Slatter J.A. wrote a very strong dissent.
He first took issue with the internal e-mail finding. He held that the Institute’s interpretation of its “false and misleading” communications standard would create a form of absolute liability for bad opinions and would also prevent firms from discussing the resolution of complaints. His reasoning speaks to a form of privilege:
The decision of the Appeal Tribunal would have a chilling effect on the ability of any firm of accountants to conduct open and frank inquiries about the conduct of its members, and the quality of the work that had been completed for any client. Any partner (like Mr. Nelson) who attempted to defend his work could be found guilty of professional misconduct if it turned out later that he was mistaken. Any partners who shared and repeated the opinion that the work had been properly done would likewise potentially be subject to discipline…
The Complaints Inquiry Committee, the Discipline Tribunal and the Appeal Tribunal all play a key role in maintaining the standards of the accounting profession. However, the first line of defence of the standards of the profession must be with the professionals themselves and with their firms. Accounting firms must be free to make inquiries about the quality of their work and the conduct of their partners, without fear that if they make statements, or express opinions, subsequently found to be inaccurate they would be subject to discipline. Penalizing a firm for such statements is counter-productive.

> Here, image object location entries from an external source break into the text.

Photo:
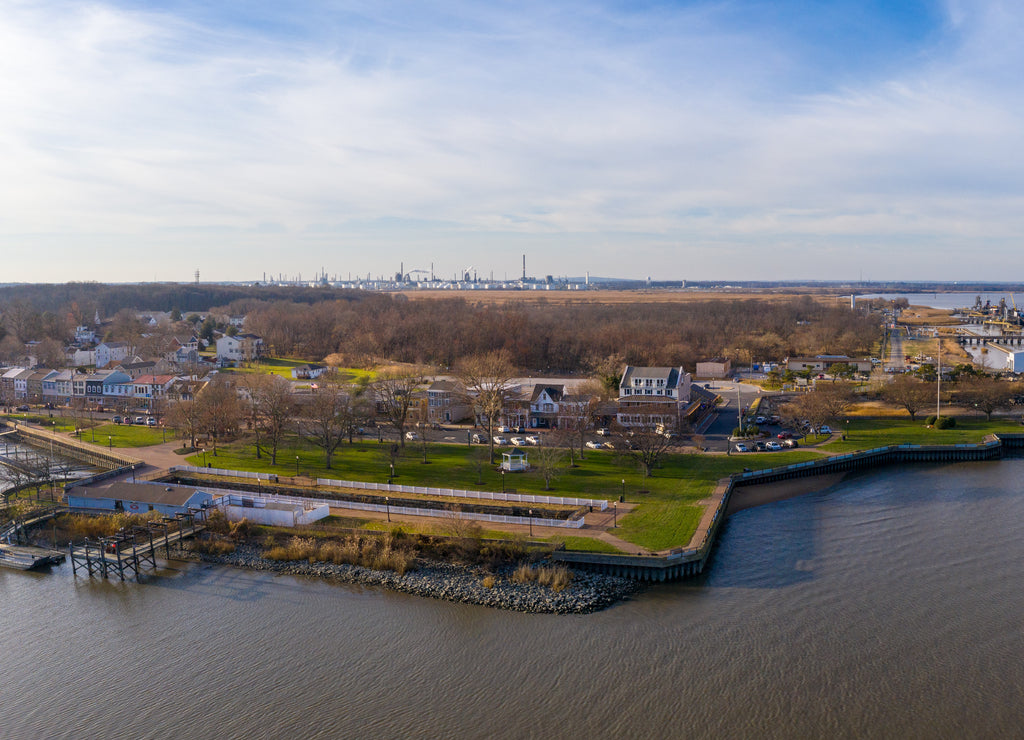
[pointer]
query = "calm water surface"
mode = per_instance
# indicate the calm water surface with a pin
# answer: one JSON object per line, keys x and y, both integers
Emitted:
{"x": 888, "y": 606}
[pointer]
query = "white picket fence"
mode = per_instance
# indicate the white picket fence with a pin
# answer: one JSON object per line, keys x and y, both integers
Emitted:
{"x": 410, "y": 511}
{"x": 599, "y": 504}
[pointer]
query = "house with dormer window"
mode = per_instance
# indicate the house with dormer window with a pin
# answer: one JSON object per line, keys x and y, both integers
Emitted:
{"x": 652, "y": 396}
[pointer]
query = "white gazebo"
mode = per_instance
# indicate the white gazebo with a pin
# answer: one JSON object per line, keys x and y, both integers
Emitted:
{"x": 515, "y": 462}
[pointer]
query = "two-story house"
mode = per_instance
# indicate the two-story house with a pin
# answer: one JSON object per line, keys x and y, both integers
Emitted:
{"x": 240, "y": 348}
{"x": 653, "y": 396}
{"x": 108, "y": 352}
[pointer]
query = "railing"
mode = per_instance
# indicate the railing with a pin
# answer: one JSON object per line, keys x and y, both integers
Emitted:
{"x": 409, "y": 511}
{"x": 599, "y": 504}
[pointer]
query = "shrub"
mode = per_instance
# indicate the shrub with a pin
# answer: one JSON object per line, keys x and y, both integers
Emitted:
{"x": 523, "y": 574}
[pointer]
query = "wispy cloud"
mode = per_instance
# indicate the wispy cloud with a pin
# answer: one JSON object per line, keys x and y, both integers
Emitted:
{"x": 602, "y": 137}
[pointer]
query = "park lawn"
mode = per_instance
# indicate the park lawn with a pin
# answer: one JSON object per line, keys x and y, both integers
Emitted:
{"x": 870, "y": 433}
{"x": 585, "y": 545}
{"x": 124, "y": 435}
{"x": 667, "y": 517}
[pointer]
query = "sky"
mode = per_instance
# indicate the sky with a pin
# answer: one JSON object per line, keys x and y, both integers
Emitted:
{"x": 680, "y": 140}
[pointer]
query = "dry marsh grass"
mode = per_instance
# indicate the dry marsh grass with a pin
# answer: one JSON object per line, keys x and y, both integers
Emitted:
{"x": 384, "y": 553}
{"x": 555, "y": 577}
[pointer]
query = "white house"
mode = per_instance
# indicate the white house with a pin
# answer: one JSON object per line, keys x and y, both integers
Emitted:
{"x": 653, "y": 396}
{"x": 240, "y": 348}
{"x": 108, "y": 352}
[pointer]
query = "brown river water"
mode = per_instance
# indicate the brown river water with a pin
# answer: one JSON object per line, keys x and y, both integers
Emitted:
{"x": 889, "y": 606}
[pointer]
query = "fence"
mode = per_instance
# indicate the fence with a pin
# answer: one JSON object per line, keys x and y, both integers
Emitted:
{"x": 409, "y": 511}
{"x": 599, "y": 504}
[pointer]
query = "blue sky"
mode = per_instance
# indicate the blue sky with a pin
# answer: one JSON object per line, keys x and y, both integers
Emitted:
{"x": 682, "y": 140}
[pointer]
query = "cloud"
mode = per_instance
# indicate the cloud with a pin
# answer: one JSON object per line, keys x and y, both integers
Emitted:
{"x": 356, "y": 133}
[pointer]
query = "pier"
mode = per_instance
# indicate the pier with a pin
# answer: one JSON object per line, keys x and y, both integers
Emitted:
{"x": 129, "y": 552}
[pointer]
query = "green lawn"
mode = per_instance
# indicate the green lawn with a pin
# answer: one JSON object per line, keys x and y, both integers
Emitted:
{"x": 868, "y": 433}
{"x": 123, "y": 435}
{"x": 586, "y": 545}
{"x": 667, "y": 515}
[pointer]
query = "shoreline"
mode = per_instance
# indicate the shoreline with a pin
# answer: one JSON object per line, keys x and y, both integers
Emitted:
{"x": 587, "y": 593}
{"x": 755, "y": 495}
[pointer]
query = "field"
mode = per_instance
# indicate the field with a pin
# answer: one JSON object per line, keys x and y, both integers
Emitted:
{"x": 667, "y": 516}
{"x": 619, "y": 297}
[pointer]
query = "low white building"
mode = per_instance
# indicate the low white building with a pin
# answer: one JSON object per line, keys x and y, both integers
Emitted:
{"x": 259, "y": 510}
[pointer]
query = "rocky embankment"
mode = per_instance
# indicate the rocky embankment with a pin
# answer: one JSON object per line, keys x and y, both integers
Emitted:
{"x": 587, "y": 593}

Slatter J.A. also objected to the confidentiality findings. He held that the Institute’s rules should not be read in conflict with an expert’s duty to the court. He held that the fact that the report had been withdrawn, the terms of the retainer, the fact that there was an alleged breach of the retainer, that the firm had ceased to act for the complainant, that it was prepared by an articling student, its belief in the suitability of the report as evidence and even the status of the complainant’s account were all material and relevant facts in the legal dispute, and therefore were the subject of an implicit waiver of confidentiality. On the timing of the disclosure to the husband, he said:
It is true that Mr. Preston disclosed this information to Mr. Dalla-Longa on the telephone prior to advising the complainant. Mr. Dalla-Longa undoubtedly caught Mr. Preston by surprise when he telephoned to inquire about the report four years after it was prepared. But when Mr. Dalla-Longa advised Mr. Preston that the report had been filed in court, the latter was entitled to proceed on the basis that confidentiality had been waived. Experts should be encouraged to make timely disclosure of the information that underlies their reports, to avoid surprise and adjournments, and to promote settlement discussions. The rules should not be construed to require a court order before an expert discloses his or her working papers, or to require or encourage experts to avoid producing information until they are actually in court, on the stand, and under cross-examination. Providing the limited information involved to Mr. Dalla-Longa was at most a breach of business etiquette that does not warrant discipline.
Also of interest, the majority and minority concluded that a different standard of review applied based on the standard of review analysis recently endorsed by the Supreme Court of Canada in its landmark Dunsmuir decision. The majority supported a reasonableness standard and the minority one of correctness.